GM’s decision to cut jobs and close factories sparked a backlash from lawmakers in Canada and the United States. Sen. Sherrod Brown (D-OH) called it “corporate greed at its worst,” pointing out that GM received millions in corporate tax cuts but failed to use the money to invest in its workers. However, the company recently moved forward with its plan to build its new Chevy Blazer in Mexico, a decision that further frustrated US labor unions that want those jobs to go to American workers.

Trump was also reportedly furious about the decision. GM produces electric cars, and buyers in the US can get a federal tax break for purchasing one. So Trump threatened to cut those subsidies for GM vehicles if the company cut American jobs — a move he can’t do without Congress.

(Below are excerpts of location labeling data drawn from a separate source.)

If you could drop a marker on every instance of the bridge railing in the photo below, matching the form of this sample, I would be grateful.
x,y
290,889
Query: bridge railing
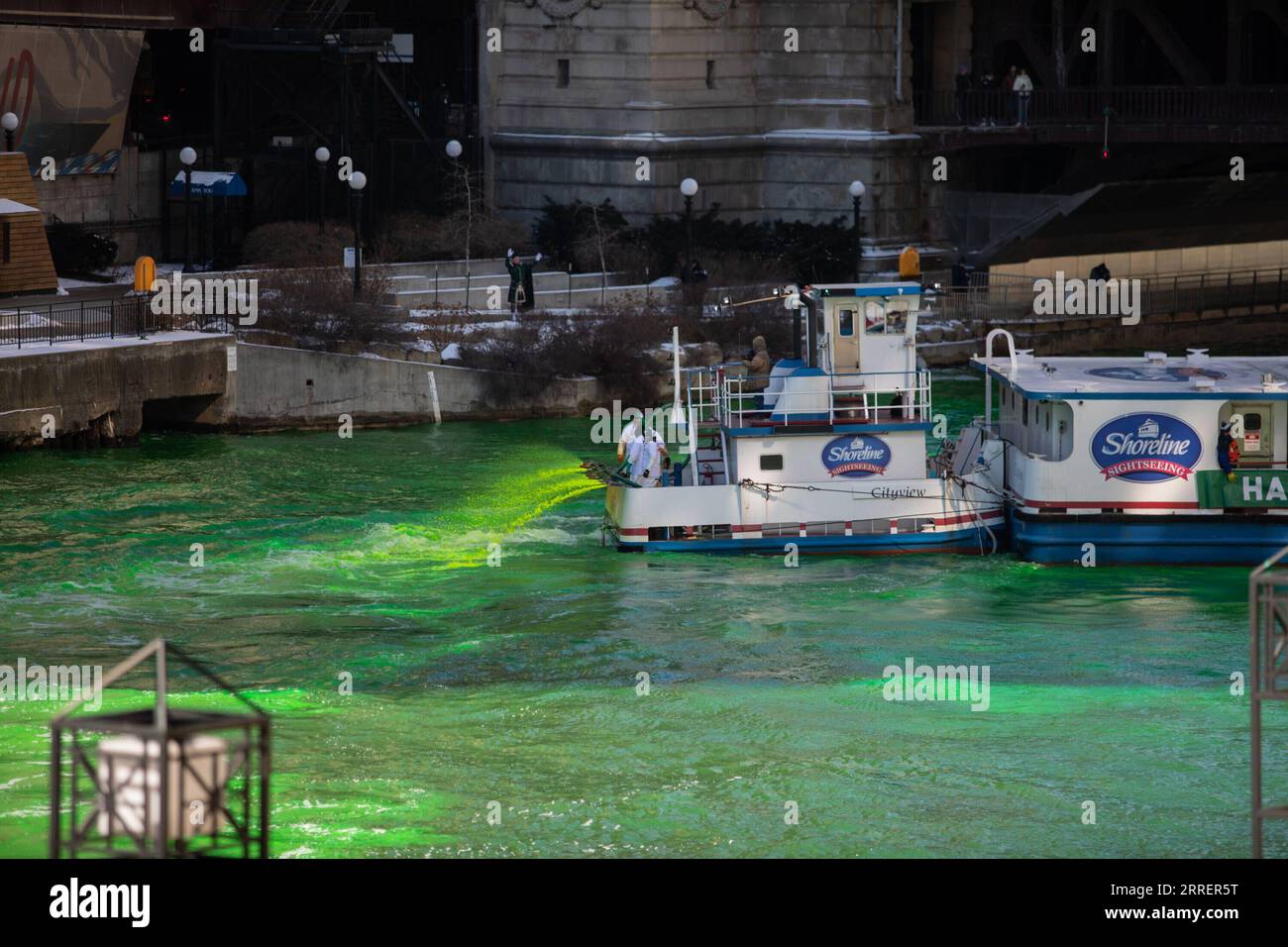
x,y
80,320
1012,298
1126,105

But Trump’s threats haven’t worked, and GM employees are trying to accomplish what the president could not.

Their union, United Automobile Workers, had been negotiating another four-year contract when talks broke down last week, right as the previous contract expired. The deal they are hashing out will serve as a template for the union’s new contracts with Ford and Chrysler, too. What GM workers get at the end of their strike will determine what hundreds of thousands of autoworkers have to live with.

From Georgia to Michigan, outside more than 50 US factories, workers have been picketing around the clock, venting their anger over the company’s recent decisions. They are demanding — among other things — that GM keeps jobs in the US and reopen its idled factories.

Nearly all of the 2020 front runners have expressed their solidarity.

As Democrats continue courting autoworkers, one notable 2020 candidate has stayed away from the picket lines: the president.